What I Feel in 2 Months (A quarantine diary) - Nooriftita Rizky



 “What I Feel in 2 Months
Nooriftita Rizky

Akhir Maret lalu tepat setelah UTS, aku dijemput pulang bapak dan ibu. Waktu itu, aku pikir sekitar bulan Mei aku akan kembali ke kos dan menjalani kehidupanku sebagai mahasiswa seperti biasa. Tapi kenyataannya sampai sekarang aku masih di rumah.

            Hari-hari awal di rumah, cukup sulit buatku. Biasanya di kos sesuka hati mau ngapain aja, begitu di rumah harus ikut aturan orang tua. Sesederhana jam tidur, kalau di kos mau tidur pukul satu dini hari pun gak masalah, tapi di rumah pukul sembilan malam udah harus tidur. Jiwa kebebasanku seperti meronta-ronta. Seiring waktu berjalan aku sudah bisa beradaptasi dengan hal itu. Mulai membiasakan diri lagi sebagai anak rumahan, seperti dulu sebelum nge-kos.
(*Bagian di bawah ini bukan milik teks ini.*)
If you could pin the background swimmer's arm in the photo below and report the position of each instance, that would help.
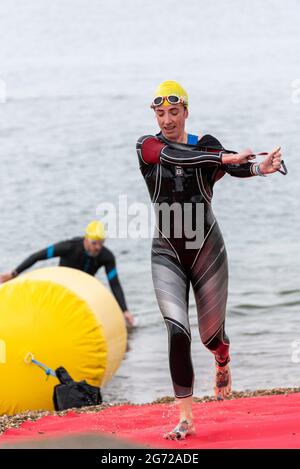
(56, 250)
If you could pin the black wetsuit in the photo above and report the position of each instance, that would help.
(72, 254)
(186, 174)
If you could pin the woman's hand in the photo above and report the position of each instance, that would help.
(238, 158)
(272, 162)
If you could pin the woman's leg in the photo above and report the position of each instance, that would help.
(210, 284)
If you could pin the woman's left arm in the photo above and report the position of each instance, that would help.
(238, 165)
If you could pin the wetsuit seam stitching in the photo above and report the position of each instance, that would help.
(169, 243)
(199, 187)
(208, 268)
(180, 327)
(204, 191)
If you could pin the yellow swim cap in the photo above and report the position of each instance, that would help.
(95, 231)
(171, 87)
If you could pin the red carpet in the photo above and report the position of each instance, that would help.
(257, 422)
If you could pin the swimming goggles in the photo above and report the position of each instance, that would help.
(172, 99)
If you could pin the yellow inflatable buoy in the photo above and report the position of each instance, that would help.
(61, 317)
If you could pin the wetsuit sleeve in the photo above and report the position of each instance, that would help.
(55, 250)
(112, 276)
(152, 151)
(238, 170)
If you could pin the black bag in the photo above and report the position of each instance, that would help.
(71, 393)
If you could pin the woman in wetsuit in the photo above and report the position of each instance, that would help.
(180, 171)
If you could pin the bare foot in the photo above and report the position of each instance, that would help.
(183, 429)
(223, 382)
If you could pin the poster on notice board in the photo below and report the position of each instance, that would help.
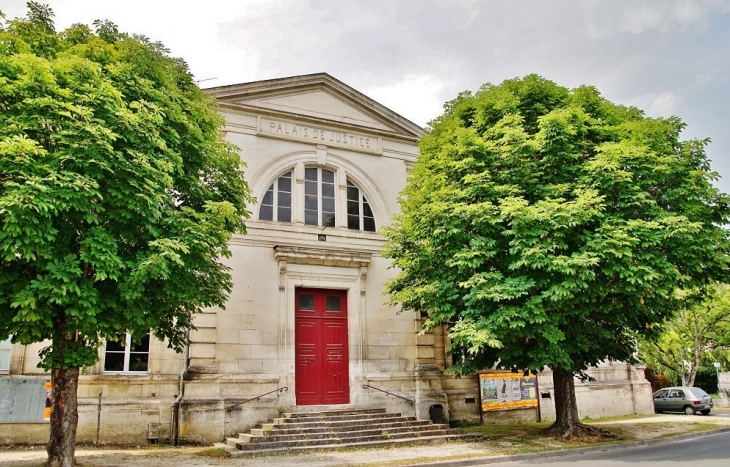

            Ada plus-minus yang aku alami selama berkuliah dari rumah. Plus-nya semua hal atau kebutuhan yang mendasar sudah tersedia, istilahnya aku nggak perlu usaha lagi untuk melakukan itu. Misalnya seperti makan dan cuci baju. Minus-nya ya aku jadi sedikit terlena. Sampai pernah aku baru sadar sudah H-1 pengumpulan tugas. Hal itu jadi tamparan tersendiri buat aku. Kalau di kos aku strict dengan waktu karena semua aku lakukan sendiri. Akhirnya, muncul ide untuk bikin to-do-list seperti biasa aku lakukan di kos. Cukup berhasil karena aku jadi nggak terseok-seok lagi dalam mengatur waktu. Tapi ya namanya rasa malas itu tetap muncul. Sempat nggak nulis to-do-list, jadi berantakan lagi waktunya. Pelan-pelan mulai lagi, mengulang dari awal.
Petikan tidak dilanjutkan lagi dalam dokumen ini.